Les proportions d'une armée ne sauraient être trop soigneusement étudiées, trop sévèrement observées, car c'est à propos d'elles surtout qu'on peut dire que la pesanteur s'allége par l'équilibre.

Proportionnellement trop considérables, ou numériquement trop faibles, les armées ont également pour conséquence de mettre l'ordre et la paix en question.

Trop considérables, elles éveillent la défiance, elles créent des coalitions puissantes ou ténébreuses; trop faibles, elles exposent au dédain, elles suscitent des agressions injustes ou téméraires.

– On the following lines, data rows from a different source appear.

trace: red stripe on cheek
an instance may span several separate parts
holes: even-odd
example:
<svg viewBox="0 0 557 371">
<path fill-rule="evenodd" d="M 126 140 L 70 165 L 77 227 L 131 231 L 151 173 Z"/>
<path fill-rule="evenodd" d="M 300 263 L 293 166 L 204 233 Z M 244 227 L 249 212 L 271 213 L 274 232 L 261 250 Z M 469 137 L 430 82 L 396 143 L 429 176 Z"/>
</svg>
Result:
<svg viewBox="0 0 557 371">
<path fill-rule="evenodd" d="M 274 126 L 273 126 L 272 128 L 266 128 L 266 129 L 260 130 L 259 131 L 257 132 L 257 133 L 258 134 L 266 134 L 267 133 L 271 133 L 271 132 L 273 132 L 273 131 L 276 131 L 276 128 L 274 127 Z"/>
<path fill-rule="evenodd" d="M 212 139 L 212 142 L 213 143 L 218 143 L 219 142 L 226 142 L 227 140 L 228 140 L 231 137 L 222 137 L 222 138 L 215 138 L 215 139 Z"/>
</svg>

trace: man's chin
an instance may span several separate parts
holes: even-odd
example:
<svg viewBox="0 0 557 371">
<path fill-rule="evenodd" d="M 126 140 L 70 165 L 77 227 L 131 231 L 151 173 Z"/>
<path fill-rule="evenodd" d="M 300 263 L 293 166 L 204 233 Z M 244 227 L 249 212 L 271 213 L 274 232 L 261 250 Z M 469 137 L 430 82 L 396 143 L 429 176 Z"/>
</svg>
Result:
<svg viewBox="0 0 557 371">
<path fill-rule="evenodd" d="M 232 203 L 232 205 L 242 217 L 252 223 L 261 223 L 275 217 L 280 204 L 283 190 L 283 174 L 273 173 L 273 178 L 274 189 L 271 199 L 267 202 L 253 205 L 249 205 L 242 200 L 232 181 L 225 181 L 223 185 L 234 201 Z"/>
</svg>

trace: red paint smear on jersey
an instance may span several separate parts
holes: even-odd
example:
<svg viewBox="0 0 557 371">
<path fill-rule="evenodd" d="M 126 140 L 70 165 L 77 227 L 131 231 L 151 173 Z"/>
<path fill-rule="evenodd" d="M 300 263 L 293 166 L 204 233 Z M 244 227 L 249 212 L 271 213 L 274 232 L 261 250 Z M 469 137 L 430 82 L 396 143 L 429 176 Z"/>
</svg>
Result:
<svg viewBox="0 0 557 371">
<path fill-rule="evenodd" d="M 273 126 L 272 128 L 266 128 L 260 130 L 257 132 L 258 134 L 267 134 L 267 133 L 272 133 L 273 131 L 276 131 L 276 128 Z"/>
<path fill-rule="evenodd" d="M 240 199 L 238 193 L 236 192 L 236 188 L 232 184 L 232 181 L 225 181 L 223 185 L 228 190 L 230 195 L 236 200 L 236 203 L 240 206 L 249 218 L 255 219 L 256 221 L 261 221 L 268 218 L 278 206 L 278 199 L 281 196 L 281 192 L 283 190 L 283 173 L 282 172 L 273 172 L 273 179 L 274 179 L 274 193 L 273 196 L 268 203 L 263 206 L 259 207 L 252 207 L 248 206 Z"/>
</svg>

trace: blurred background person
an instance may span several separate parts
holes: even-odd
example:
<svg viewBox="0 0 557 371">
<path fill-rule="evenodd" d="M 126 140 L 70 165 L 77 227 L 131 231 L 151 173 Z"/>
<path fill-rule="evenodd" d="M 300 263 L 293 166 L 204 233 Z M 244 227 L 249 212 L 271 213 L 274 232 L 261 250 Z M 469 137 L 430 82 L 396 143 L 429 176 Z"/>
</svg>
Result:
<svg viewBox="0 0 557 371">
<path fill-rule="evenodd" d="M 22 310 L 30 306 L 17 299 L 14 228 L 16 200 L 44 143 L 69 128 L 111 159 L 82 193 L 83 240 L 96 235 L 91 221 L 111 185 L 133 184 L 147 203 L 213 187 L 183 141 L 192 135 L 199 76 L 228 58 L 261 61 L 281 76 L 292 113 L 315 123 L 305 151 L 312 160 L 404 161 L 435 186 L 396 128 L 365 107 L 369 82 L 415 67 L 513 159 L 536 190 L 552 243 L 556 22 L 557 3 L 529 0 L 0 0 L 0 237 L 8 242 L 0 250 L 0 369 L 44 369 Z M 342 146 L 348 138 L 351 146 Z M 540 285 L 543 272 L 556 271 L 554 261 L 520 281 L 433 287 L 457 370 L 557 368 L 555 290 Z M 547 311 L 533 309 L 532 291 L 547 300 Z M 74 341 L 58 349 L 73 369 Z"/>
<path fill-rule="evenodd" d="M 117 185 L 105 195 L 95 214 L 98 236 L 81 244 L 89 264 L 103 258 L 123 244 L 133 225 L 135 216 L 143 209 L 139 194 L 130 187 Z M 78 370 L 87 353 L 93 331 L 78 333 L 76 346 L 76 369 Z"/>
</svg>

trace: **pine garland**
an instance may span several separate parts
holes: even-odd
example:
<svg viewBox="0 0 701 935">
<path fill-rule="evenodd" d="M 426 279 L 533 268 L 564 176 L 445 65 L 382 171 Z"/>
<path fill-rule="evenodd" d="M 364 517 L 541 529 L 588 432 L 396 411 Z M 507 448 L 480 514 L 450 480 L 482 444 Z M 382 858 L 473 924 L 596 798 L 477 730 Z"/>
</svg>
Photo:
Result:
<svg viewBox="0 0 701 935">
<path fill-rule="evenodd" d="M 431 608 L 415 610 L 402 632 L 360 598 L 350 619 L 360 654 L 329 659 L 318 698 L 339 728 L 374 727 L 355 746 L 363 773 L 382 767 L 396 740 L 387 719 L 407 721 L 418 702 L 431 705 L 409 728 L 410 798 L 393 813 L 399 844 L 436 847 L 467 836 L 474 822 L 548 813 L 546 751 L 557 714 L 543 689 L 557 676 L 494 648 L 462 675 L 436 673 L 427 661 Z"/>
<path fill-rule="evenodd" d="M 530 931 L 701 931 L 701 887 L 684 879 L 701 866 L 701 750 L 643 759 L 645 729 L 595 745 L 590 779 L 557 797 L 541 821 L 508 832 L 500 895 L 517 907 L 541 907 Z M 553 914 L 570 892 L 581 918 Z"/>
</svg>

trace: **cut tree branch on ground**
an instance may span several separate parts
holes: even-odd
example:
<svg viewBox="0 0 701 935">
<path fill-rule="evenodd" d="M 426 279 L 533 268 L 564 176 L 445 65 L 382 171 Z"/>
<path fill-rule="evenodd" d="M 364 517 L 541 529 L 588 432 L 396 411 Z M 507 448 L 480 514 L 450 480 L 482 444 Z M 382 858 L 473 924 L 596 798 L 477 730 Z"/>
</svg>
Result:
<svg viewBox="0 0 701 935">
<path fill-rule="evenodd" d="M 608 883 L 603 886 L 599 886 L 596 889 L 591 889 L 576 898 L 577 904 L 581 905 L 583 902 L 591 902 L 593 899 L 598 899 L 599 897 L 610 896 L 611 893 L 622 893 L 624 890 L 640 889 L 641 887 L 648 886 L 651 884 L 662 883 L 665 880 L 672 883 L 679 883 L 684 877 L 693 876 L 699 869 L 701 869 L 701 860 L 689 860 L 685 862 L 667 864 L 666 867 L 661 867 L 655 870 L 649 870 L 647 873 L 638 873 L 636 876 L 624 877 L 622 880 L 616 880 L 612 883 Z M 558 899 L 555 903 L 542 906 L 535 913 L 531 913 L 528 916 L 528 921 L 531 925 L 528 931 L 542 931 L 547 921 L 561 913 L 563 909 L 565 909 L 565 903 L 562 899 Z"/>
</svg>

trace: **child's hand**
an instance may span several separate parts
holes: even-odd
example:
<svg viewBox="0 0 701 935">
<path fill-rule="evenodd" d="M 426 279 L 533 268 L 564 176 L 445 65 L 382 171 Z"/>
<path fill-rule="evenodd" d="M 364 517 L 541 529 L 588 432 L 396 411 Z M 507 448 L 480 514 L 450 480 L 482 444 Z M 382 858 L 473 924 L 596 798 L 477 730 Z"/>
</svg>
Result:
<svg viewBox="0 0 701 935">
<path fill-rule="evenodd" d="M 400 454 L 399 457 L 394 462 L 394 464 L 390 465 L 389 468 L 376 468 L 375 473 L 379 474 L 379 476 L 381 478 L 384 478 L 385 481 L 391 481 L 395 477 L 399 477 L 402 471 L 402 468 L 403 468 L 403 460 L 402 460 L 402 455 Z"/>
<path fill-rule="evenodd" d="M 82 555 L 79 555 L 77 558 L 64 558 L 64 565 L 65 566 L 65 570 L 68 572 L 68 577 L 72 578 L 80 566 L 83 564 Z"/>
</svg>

Dans les États constitutionnels surtout, le chiffre de l'armée a une grande importance politique; car pour peu qu'il soit suspecté d'exagération, il rend aussitôt les partis plus ombrageux, plus insatiables de garanties légales, plus difficiles à gouverner; il a pour effet d'exposer l'armée à des débats parcimonieux qui la découragent, la blessent et l'indisposent contre les institutions et les formes représentatives.

La plus grande force d'une nation réside dans la confiance qu'elle s'inspire à elle-même et dans le respect qu'elle commande. Ce sont deux avantages qu'une bonne constitution de ses armées peut seule lui donner.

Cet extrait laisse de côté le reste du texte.